The Rubin Museum is offering a unique exhibit that delves into the power of difficult emotions and how to turn them into positive ones—something many of us would benefit from these days.
On the third floor of the museum, the Mandala Lab uses fun and interactive tools to explore jealousy/envy, attachment, pride, anger and ignorance and shows visitors how to turn them into wisdom of accomplishment, discernment, equanimity, mirror-like wisdom and all-accommodating wisdom, respectively.
How this is done is through four quadrants across the floor, based on the Sarvavid Vairochana Mandala, a Tibetan Buddhist mandala that is used as a visualization tool to help achieve enlightenment. Each quadrant represents an emotion and has a playful activity to navigate it, including a "gong orchestra," a "breathing alcove" and a "scent library."
The breathing alcove (pictured above) features a sculpture by Palden Weinreb that pulses with light on pace with regulated breathing to foster a sense of community and engagement rather than feelings of envy or competition. It is meant to encourage the wisdom of accomplishment.
The gong orchestra is a fun and beautiful way to get your frustrations out—by taking a mallet and hitting one of eight gongs, you can express anger and then watch it dissipate by submerging the gong into a pool of water. The gongs themselves were designed by musicians like Billy Cobham, Sheila E., Peter Gabriel, Dame Evelyn Glennie, Sarah Hennies, Huang Ruo, Shivamani and Bora Yoon.

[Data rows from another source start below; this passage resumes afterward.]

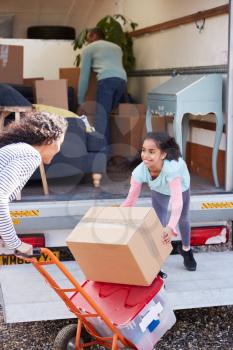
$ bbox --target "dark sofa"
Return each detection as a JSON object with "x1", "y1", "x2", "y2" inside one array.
[
  {"x1": 0, "y1": 83, "x2": 107, "y2": 185},
  {"x1": 33, "y1": 117, "x2": 107, "y2": 184}
]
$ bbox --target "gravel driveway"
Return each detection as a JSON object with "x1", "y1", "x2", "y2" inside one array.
[{"x1": 1, "y1": 305, "x2": 233, "y2": 350}]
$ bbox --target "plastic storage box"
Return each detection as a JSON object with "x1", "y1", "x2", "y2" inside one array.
[{"x1": 70, "y1": 276, "x2": 176, "y2": 349}]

Finally, the scent library features a counter of stations that have scent dispensers with smells created by master perfumer Christophe Laudamiel. Each station has a two-minute video by arists Laurie Anderson, Sanford Biggers, Tenzin Tsetan Choklay, Amit Dutta, Wang YaHui and Apichatpong Weerasethakul, and a scent to go with it. You're asked what emotions and feelings come up for you personally when you smell the respective scents, too, bringing up feelings of association and attachment. The goal is to shift to empathetic awareness of others' experiences and gaining wisdom of discernment.
Other quadrants include a journey portal, asking you to acknowledge how you see yourself and then see how others see themselves by inserting a chip into a labeled container. The Mandala Lab's exit has screens that ask you to reflect on what you learned and identify which emotion and quadrant had the most impact.
"What we hope you will learn from the lab is that emotions and wisdom are basically two sides of the same coin," said Depute Executive Director Tim McHenry. "Our job here is to flip the coin and learn how to make it land on a side that can help you rather than hold you back."
The Mandala Lab, which will also be used for family and school programs, was designed by Peterson Rich Office, a Brooklyn-based architecture and design firm, who worked with experts to create a space that is in contrast with the rest of the museum. The museum features Tibetan art and artifacts under darkness and spotlight. The Mandala Lab is light, open and airy.
"This space emphasizes experience and collective experience," said designer Miriam Peterson. "This space was conceived as an open, breath of fresh air...one that would create curtains of light...in service of bringing you through this journey."
The Mandala Lab opens at the Rubin Museum on October 1 and can be seen for free during opening weekend.